Şu benim (pijamalar)ı dür yavaş yavaş!
Doktor bey! bitti bak benim de cezâm!
Taburcu kâğıdı mı ver yavaş yavaş!”
(Bakırköy Ruh ve Sinir hastalıkları hastanesi 24/A servisinden R.G.Ö”
Gerçek olan şu ki uzmanlar hepimize psikolojik test uygulasalar, hepimizde birşeyler çıkar aslında sendeki akıl, uçuk isteklerini sınırladığı için deliremiyorsun da….”Ha delirdim, ha deliriyorum” demekle olmuyor bu.

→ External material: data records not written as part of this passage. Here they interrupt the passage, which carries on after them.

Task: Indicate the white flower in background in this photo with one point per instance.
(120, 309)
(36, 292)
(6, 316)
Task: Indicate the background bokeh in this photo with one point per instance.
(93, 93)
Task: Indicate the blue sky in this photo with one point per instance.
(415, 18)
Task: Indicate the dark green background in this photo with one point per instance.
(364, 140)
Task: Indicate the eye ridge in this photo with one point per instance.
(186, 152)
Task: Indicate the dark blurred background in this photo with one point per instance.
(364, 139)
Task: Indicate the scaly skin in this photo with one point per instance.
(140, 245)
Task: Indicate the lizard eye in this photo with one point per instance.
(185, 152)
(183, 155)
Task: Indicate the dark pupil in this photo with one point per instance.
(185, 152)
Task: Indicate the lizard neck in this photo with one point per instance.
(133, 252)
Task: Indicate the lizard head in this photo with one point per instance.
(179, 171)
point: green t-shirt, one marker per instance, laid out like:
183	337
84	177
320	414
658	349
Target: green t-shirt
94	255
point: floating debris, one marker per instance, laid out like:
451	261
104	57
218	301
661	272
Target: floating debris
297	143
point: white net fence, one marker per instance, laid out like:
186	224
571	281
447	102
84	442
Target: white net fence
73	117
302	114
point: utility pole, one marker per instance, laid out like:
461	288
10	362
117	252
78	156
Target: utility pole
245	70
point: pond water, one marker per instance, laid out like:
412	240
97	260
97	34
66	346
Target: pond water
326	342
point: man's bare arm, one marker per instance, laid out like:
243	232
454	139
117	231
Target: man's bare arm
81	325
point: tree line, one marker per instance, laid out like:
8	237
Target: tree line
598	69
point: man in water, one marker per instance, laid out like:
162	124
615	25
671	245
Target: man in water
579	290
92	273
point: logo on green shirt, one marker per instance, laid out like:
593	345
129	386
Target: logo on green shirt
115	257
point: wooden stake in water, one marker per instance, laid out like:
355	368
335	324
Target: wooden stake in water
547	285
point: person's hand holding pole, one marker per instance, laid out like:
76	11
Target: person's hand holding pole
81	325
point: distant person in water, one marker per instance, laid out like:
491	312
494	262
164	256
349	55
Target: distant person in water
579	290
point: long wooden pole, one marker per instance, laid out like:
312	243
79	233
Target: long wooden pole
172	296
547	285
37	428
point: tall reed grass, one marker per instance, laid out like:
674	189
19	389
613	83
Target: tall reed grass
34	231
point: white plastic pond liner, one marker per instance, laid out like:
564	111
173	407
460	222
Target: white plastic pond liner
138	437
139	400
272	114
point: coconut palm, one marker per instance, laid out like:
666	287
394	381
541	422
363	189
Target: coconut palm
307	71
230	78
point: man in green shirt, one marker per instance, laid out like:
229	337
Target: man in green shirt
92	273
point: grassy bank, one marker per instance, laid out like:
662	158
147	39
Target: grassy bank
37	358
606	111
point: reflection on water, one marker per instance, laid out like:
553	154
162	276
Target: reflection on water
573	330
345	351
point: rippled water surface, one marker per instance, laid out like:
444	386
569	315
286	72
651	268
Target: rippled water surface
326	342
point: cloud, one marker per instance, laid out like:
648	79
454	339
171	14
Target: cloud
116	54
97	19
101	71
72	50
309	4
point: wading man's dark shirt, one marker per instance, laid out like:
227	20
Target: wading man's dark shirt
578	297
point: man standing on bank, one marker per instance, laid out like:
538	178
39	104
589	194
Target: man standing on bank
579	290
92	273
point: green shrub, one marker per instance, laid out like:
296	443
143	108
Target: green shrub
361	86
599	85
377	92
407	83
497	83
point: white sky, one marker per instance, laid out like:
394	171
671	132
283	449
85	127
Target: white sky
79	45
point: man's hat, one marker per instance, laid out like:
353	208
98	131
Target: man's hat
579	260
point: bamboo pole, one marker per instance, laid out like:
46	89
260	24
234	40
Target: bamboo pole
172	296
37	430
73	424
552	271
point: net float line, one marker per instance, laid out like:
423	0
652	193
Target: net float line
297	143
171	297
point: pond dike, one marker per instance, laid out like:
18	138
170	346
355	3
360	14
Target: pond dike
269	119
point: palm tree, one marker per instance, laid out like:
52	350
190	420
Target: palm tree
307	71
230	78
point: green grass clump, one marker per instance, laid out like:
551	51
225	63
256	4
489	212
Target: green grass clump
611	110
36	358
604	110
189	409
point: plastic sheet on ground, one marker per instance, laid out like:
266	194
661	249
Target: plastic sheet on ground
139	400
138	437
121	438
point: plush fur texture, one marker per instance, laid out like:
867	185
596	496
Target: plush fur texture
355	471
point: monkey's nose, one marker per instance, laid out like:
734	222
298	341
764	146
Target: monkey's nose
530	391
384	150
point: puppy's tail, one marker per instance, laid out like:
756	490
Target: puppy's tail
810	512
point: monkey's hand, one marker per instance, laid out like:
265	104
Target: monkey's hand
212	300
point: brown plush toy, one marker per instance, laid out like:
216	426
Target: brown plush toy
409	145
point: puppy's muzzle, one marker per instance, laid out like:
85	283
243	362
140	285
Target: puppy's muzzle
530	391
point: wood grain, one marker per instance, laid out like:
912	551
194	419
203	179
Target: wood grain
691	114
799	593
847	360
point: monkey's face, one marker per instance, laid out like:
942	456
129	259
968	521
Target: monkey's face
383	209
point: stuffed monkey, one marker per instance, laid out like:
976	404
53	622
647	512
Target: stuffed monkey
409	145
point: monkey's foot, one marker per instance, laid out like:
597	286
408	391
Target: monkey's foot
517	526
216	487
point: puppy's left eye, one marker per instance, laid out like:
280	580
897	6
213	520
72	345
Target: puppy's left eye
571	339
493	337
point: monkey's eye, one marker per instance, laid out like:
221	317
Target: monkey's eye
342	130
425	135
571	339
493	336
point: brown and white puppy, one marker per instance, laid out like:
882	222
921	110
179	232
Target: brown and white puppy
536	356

O duruma gelen gider belki de tenhalarda halay çeker kim bilir? Hem bu pahalılıkta, sistem desen ona keza, onu bunu düşünüp yarı akıllı geçinmektense sal gitsin!
Hem hangi dine mensup olursan ol, onların hiç biri delirmeye ilahi bir ceza olarak bakmıyor. Zaten ortaçağda tanrının yerini akıl ve mantık alıp yayılınca, delilik itibarını kaybetti gibi bir şey.
Rasyonel davranışlar abartılıp yüceltildiğinden arada bir delirmekten de korkar olduk. Oysa mutlak bir özgürlüktür delilik! Hiç olmazsa arada bir herkesin çocukluğuna dönüp onu yaşaması gerek!
Süreklilik arz ederek, dengeli gözükmek adına kendini yırtıp geren, bu yüzden mutlu olamayan insanlar tanıyorum..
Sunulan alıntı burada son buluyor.